どんな様式があろうと何が起ころうと、地平線や空、海、みたいなものは全人類共通ですから、そういった不変なものは葬儀や俗世の慣習にとらわれずにあることができると思ったわけです。


それはさておき、zoomのディスカッションではアクションの共有と理解を深める中で多様な意見の交流が行われました。

・マスクをしながらの作業は息苦しい

・公共空間へわざわざ自分が手を入れることへの気恥ずかしさ

・些細に思えた身近な空間への意識の至らなさ

・例えば、落ち葉を核にした生態系を人間の都合で処理することへの違和感

・作業者がまるで邪魔者であるかのような世間の冷たい目線

など、「必ずしも善意の正しい行いというものは好意的に受け入れられるわけではない」という事実が浮き彫りになり、なんともやるせない結果となりました。

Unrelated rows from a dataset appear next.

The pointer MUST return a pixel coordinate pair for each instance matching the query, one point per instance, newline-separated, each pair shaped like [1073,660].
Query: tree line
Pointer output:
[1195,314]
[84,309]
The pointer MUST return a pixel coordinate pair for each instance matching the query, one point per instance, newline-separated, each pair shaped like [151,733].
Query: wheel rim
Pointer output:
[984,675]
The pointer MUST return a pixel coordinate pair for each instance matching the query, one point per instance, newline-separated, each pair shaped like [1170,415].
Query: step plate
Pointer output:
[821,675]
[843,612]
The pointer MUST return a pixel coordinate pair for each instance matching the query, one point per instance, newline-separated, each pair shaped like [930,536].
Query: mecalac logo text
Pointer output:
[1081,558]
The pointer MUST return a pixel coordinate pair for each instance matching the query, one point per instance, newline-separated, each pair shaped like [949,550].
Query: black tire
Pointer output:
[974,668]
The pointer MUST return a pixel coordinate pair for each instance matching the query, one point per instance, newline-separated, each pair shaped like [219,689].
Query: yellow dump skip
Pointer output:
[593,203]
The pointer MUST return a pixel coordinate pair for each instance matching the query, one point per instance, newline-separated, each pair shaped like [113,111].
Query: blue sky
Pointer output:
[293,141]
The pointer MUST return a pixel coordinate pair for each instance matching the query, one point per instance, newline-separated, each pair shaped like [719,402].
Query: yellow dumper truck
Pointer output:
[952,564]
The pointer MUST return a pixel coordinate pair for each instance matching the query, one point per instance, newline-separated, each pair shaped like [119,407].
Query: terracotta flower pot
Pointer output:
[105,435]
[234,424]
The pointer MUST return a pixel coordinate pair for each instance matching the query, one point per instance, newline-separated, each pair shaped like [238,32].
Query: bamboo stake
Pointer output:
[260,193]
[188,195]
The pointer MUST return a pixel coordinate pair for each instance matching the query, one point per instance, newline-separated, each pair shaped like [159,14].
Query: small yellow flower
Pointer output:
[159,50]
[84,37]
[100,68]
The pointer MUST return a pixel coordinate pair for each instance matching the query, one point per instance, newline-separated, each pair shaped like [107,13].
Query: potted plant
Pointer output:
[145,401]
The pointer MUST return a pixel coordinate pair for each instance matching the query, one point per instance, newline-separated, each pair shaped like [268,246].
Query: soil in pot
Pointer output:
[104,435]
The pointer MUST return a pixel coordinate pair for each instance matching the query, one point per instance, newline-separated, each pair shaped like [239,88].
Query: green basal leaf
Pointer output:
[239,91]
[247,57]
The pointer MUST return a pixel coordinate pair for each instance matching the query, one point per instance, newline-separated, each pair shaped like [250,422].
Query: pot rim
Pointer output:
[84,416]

恐らく、福島の除染作業者はそういった葛藤の中で責務を全うしたのだろうということは容易に想像できるのではないかというのが全てをやり終えた感想です。

そういった「やるせなさ」を解釈する装置として最初に提示されたルールが命綱となっているのは明白で、世間の偏見や悪意から身を守る装備としてのマスクがこのアクションの要点になっているかと思うと、やはりやるせないです。

このマスクは、下地として紙袋の表面をグラファイトで塗り固め、作業者の身の回りのゴミを貼り付けることで、特異さとステルス性を生み出し「私であって私でない者が、ゴミを纏いゴミを片付ける」という異質さを表出させます。

素材になっているグラファイトは原子炉の素材のひとつなので、輝かしい文明の残り香という意味で横浜トリエンナーレのタイトル「光の破片」や、テーマの一部の「毒」「ケア」ともつながりを感じさせます。

数年前に声高に叫ばれた「美しい日本」であるとか、誰しもが共存しているけれども意識されていない世界、あるいは、やがて迎える事象への無関心さなどが可視化され、突きつけられるようなイメージ。立ち止まって考えずにはいられない、力のある作品です。